Senate Banking Committee Delays Crypto Market Structure Bill After Industry Pushback
The US Senate Banking Committee postponed the scheduled markup of the controversial crypto market structure bill (CLARITY Act). Chairman Tim Scott said talks with industry, financial-sector leaders and both parties are ongoing and aimed at producing clear rules to protect consumers, national security and keep finance innovation in the US. Senator Cynthia Lummis had warned the markup would likely be delayed; no new date was set, though observers expect action before month-end. Major industry reactions included Coinbase withdrawing support after reviewing the draft, citing provisions that would ban stablecoin yield, restrict tokenized asset pathways and increase DeFi surveillance. Ripple CEO Brad Garlinghouse said the company remains engaged and optimistic about resolving issues in markup. Bitcoin traded near a two-month high amid the news, peaking around $97,700 before slipping to about $96,500, remaining up over 5.5% for the week. Key figures: Sen. Tim Scott, Sen. Cynthia Lummis, Coinbase CEO Brian Armstrong, Ripple CEO Brad Garlinghouse. Primary keywords: crypto market structure bill, CLARITY Act, Coinbase, stablecoin yield, DeFi surveillance.
Neutral
The postponement produces a neutral short-term market effect. Immediate price action showed modest volatility—Bitcoin briefly reached a two-month high then slipped slightly—but the delay reduces the risk of an imminent adverse regulatory shock. Coinbase’s withdrawal of support is a bearish signal for proposals that would restrict stablecoin yields and DeFi activity, which could weigh on crypto sector growth if those provisions persist. However, leaders’ statements that negotiations continue and that markup is likely soon reduces uncertainty compared with an outright passage of restrictive text.
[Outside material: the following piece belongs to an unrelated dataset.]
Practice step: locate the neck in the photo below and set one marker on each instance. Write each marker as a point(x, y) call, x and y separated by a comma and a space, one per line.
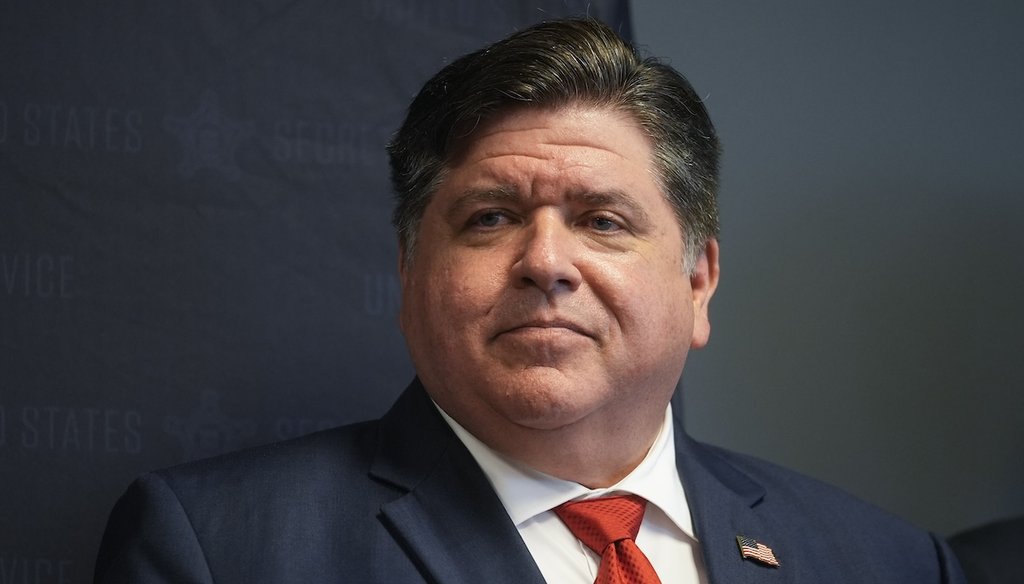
point(594, 453)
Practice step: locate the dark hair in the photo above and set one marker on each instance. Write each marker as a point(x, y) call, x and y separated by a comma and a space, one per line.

Historically, regulatory delays or extended negotiations tend to produce muted-to-mixed market responses: prices often rally on the removal or delay of perceived negative outcomes but can fall if drafts resurface unchanged. Short-term traders should expect moderate volatility around subsequent markup dates and statement releases; leverage should be used cautiously. Long-term investors should monitor final bill language—especially clauses on stablecoin yields, tokenized assets, and DeFi surveillance—as lasting restrictions would be structurally negative for DeFi yields and token utility, while clearer jurisdictional rules could benefit institutional adoption. Key indicators to watch: bill text revisions, major exchange positions (e.g., Coinbase), SEC responses, congressional timetable, and on-chain stablecoin flows.